Fort No. 2 near Aquia Landing
April [May] 10, 1863
I received your kind and welcome letter on Friday the 8th and I was very glad to hear from you once more and learn that you was still well, and I hope that these few lines may find you all still the same and enjoying the pleasures of this world. I am still well as I was the last time that I wrote to you and I hope that I may continue well as long as I am in the army.
Today is a very warm day. I took a walk down to the wharf. We are still at Fort No. 2 at work on the boat for our army to retreat on if they should have to retreat from the place. We are still under the same captain of the First Maryland Battery. He is a very fine officer. I suppose that you have heard of the seven days fighting at Fredericksburg and how the cavalry made some very great dashes in the rebel lines. During the fight there was some of the terrible firing of artillery and siege guns that I ever heard. There was one day that we was awaken about half past three to be ready at five o’clock to go to Brooks Station to put up tents for the wounded soldiers which was done with willing hearts. We waited all day there and coming home to our place at night we could see the flash of the heavy guns on the hills at the city.

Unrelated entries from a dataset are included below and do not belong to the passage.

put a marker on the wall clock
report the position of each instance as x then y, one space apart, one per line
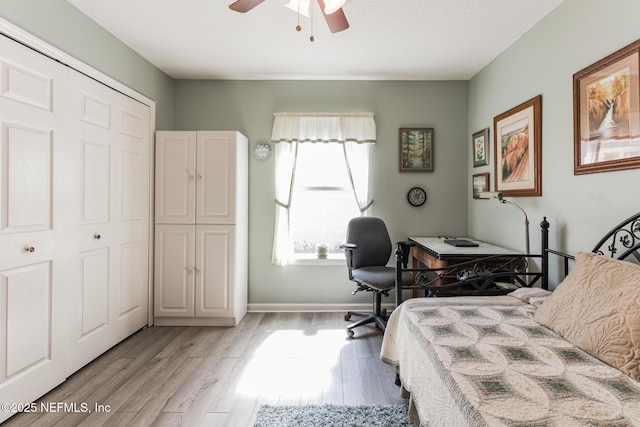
262 151
416 196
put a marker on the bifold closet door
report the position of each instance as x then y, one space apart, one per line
34 260
111 291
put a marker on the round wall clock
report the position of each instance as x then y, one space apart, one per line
416 196
262 151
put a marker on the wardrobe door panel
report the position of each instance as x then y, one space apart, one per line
216 186
174 270
175 178
214 272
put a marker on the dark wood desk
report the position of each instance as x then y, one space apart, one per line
433 252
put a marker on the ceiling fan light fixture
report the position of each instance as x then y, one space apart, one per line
300 6
331 6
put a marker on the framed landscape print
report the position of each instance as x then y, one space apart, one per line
517 149
416 149
480 147
480 184
606 114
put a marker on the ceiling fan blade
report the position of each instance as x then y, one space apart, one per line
243 6
337 21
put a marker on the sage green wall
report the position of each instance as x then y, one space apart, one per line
248 106
580 208
64 27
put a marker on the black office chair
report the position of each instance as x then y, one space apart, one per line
368 249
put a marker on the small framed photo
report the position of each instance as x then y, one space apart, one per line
517 135
480 184
480 147
606 113
416 149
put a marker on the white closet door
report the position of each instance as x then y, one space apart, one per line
131 212
112 267
216 178
32 271
175 177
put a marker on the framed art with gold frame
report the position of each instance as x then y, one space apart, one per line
517 149
416 149
606 113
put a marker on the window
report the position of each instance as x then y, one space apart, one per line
322 201
322 181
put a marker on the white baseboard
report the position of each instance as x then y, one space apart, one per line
306 308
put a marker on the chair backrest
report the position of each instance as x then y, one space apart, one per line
372 238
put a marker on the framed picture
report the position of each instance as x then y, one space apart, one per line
517 149
416 149
480 184
480 147
606 114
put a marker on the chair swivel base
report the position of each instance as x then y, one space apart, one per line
380 320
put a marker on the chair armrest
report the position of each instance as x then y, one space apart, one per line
405 245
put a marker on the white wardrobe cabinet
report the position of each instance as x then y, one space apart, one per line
201 232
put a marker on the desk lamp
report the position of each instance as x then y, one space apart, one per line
501 199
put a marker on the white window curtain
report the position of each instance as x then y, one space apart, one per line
357 133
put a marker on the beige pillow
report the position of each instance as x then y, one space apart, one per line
597 308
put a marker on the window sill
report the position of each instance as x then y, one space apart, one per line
330 261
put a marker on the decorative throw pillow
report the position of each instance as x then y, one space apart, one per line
597 308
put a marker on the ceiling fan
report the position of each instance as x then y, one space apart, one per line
331 10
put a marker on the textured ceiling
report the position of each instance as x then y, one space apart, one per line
387 40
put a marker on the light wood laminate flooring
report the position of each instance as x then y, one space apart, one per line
218 376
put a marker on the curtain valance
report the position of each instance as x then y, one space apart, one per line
324 127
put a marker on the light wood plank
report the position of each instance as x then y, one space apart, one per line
219 376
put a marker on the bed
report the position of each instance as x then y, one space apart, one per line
528 357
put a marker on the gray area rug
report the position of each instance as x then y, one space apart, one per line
333 415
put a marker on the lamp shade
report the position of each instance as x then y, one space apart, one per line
301 6
330 6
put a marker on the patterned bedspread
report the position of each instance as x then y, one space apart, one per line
483 361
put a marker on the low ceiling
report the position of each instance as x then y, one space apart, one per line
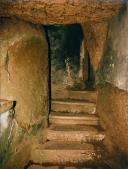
60 11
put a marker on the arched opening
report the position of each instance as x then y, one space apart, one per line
71 68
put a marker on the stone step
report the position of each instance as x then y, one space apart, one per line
73 133
90 96
63 153
74 106
72 118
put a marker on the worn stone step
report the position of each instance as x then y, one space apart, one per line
75 106
63 153
90 96
73 133
72 118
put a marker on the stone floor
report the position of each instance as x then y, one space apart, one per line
72 139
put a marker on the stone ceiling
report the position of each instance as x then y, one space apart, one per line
60 11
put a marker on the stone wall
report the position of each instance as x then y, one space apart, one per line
112 81
24 70
24 79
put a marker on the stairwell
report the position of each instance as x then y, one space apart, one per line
73 138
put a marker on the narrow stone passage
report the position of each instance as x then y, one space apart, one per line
71 141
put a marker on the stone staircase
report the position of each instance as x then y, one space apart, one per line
74 135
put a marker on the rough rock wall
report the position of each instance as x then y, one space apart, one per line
59 11
24 70
112 105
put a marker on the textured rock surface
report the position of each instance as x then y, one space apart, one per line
23 70
59 11
114 66
112 105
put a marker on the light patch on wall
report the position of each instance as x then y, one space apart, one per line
4 122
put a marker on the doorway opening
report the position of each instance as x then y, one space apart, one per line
71 68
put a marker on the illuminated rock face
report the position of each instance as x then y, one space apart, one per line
112 105
24 70
114 64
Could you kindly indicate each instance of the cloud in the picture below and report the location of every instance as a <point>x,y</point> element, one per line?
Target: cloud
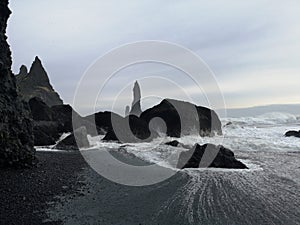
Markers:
<point>246,43</point>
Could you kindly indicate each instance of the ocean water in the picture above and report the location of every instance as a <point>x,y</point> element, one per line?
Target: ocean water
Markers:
<point>267,193</point>
<point>264,133</point>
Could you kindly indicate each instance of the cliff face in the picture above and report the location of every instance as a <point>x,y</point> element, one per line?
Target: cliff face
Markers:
<point>16,139</point>
<point>35,83</point>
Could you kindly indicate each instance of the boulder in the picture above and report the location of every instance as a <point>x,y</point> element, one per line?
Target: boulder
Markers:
<point>46,132</point>
<point>183,118</point>
<point>173,143</point>
<point>39,110</point>
<point>103,120</point>
<point>72,143</point>
<point>209,155</point>
<point>293,133</point>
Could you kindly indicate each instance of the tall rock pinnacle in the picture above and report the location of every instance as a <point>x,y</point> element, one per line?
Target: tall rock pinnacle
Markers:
<point>16,139</point>
<point>136,103</point>
<point>36,83</point>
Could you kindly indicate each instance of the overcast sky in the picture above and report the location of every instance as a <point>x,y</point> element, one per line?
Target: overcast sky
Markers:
<point>253,47</point>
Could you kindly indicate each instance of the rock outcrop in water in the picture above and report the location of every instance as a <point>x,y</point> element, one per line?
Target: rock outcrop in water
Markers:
<point>209,155</point>
<point>36,83</point>
<point>136,103</point>
<point>16,139</point>
<point>293,133</point>
<point>51,122</point>
<point>78,139</point>
<point>130,129</point>
<point>183,118</point>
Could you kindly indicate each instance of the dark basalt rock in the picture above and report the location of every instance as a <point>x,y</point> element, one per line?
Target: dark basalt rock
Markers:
<point>209,155</point>
<point>130,129</point>
<point>16,139</point>
<point>173,143</point>
<point>39,110</point>
<point>36,83</point>
<point>183,118</point>
<point>103,120</point>
<point>293,133</point>
<point>72,143</point>
<point>51,122</point>
<point>136,103</point>
<point>46,132</point>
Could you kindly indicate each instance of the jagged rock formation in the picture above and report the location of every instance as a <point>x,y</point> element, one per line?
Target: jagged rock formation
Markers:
<point>293,133</point>
<point>35,83</point>
<point>136,103</point>
<point>209,155</point>
<point>51,122</point>
<point>127,110</point>
<point>182,118</point>
<point>16,139</point>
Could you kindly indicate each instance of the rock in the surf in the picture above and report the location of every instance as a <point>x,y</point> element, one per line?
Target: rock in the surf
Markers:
<point>74,141</point>
<point>293,133</point>
<point>209,155</point>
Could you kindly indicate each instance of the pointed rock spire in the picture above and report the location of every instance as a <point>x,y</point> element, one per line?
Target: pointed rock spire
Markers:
<point>136,103</point>
<point>36,83</point>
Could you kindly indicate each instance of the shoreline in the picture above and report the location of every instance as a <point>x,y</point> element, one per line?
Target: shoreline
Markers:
<point>27,193</point>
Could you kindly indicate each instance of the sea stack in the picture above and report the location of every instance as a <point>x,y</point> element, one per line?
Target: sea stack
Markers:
<point>36,83</point>
<point>136,104</point>
<point>16,139</point>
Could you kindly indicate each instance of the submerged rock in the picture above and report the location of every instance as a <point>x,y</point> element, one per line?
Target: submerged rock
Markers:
<point>16,139</point>
<point>293,133</point>
<point>183,118</point>
<point>129,129</point>
<point>74,141</point>
<point>173,143</point>
<point>209,155</point>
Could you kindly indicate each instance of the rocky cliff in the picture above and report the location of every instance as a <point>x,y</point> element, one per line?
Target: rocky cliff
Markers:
<point>36,83</point>
<point>16,139</point>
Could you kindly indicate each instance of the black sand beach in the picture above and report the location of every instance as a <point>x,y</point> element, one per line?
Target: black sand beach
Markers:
<point>62,189</point>
<point>26,193</point>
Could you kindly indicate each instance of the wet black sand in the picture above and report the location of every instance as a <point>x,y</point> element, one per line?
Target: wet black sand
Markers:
<point>25,194</point>
<point>64,190</point>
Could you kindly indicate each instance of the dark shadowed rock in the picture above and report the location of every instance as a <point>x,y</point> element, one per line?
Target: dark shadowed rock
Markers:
<point>173,143</point>
<point>16,139</point>
<point>63,115</point>
<point>136,103</point>
<point>39,110</point>
<point>72,143</point>
<point>293,133</point>
<point>103,120</point>
<point>51,123</point>
<point>127,109</point>
<point>183,118</point>
<point>46,132</point>
<point>36,83</point>
<point>129,129</point>
<point>209,155</point>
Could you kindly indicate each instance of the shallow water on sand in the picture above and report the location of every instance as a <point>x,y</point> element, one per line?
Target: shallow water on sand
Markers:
<point>267,193</point>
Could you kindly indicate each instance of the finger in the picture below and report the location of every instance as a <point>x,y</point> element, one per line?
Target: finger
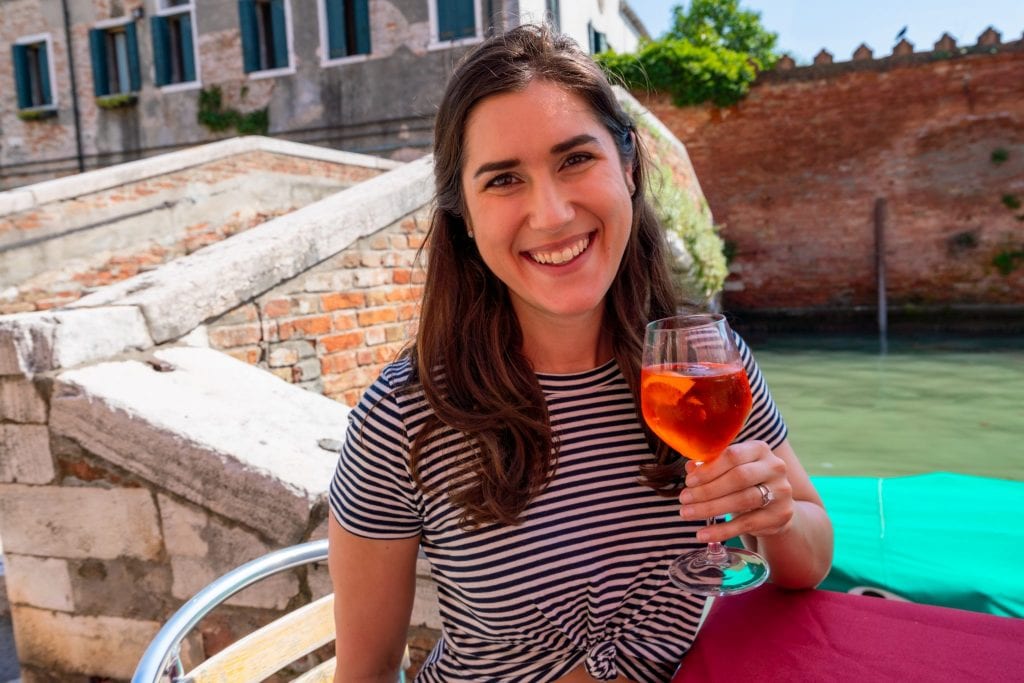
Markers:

Along in the afternoon as we was at work, the train came in with a load of wounded—some of them shot in the hand and legs and with their arms broken and some of them shot through the top of the head.
We go down to the river and get fish for us. A dozen will make three or four meals. Last week we had one of the most terriblest hail storms that I ever saw. Some of them was as big as hens eggs.
There is regiment after regiment a going home as they have served their time out. As I know of nothing else to write about, I will bring my letter to a close for this time. From your true and affectionate son, — C. C. Miller
Please write as soon as you get this and send a little money if you please. I have not got the letter from Uncle Cyrus yet. Direct as before.